What is Acute Psychosis?

Acute psychosis is a condition that is usually differentiated from chronic psychosis. Chronic psychosis tends to refer to a long-lasting condition, where people may sometimes act normally, but at other times may suffer from periods of rage, hallucination, delusions and the like. People who have schizophrenia may have periods such as this, despite medication, and their condition is therefore chronic.

That doesn’t mean that a person who has a chronic psychotic condition never suffered from acute psychosis. Onset of their disease may have resulted in sudden symptoms of psychosis that are hard to mistake, and those phases when a person is not significantly in touch with reality may be thought of as acute phases. Yet, acute psychosis does not always indicate a mental illness. Some people suffer it as a result of illness, infection, high fevers, use of illegal and/or legal medications and drugs, or for other reasons. Trying to identify cause of acute psychosis is part of the work of physicians so that treatment is appropriate.

Treatment can be difficult because a person with acute psychosis may be violent, may be a danger to self or others, and usually is not aware enough to fully consent to treatment. In most cases, family members who usually notice symptoms right away bring those who suddenly develop psychotic symptoms into hospitals. Emphasis in treatment is protecting patients, protecting staff, and trying to resolve overt symptoms so that a diagnosis and course of treatment can be determined.

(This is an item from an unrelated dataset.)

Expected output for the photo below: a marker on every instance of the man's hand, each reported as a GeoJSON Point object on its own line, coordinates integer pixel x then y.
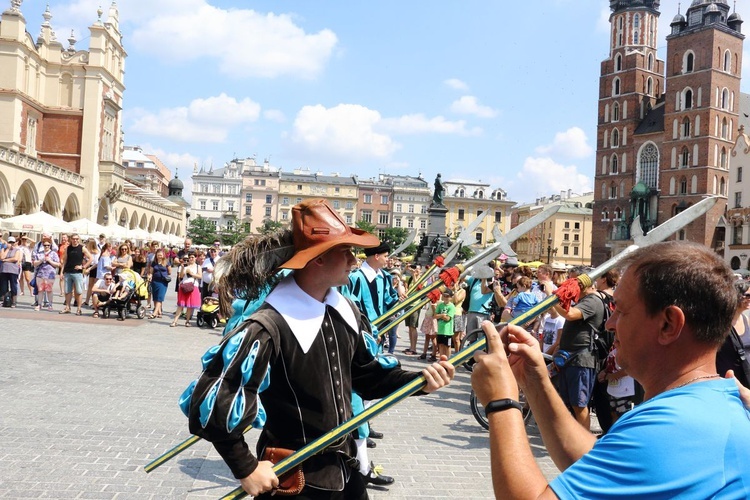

In a hospital setting, a person with acute psychosis may need to be treated without their consent. This may mean administering medications that tranquilize the patient and placing the patient in restraints if necessary. If the psychosis has resulted in self-harming actions like attempts at suicide, treatment is given as needed to combat things like overdose or injury. Yet it can be very difficult to treat a person if they are in a combative or resistant state, so the first goal is usually to use medications that will promote calmer behavior.

An acute psychotic state can be very short lived, lasting only a few hours, or it may be longer lasting and persist for several weeks. Much depends upon cause, ability to diagnose, chance of the causal condition going into remission, and availability of effective treatment. Even a person with severe onset of things like hallucinations may have moments of lucidity and be able to participate in treatment decisions.

When the cause is clearly due to mental illness, patients may spend some time in a mental health facility, where staff is most trained to help patients with acute psychosis, and to make decisions about how to best treat those patients. Usually a person who becomes psychotic for other reasons, such as a one-time use of drugs or due to a severe infection, is treated in a standard hospital, where once treatment is undertaken, it is unlikely that acute psychosis will recur.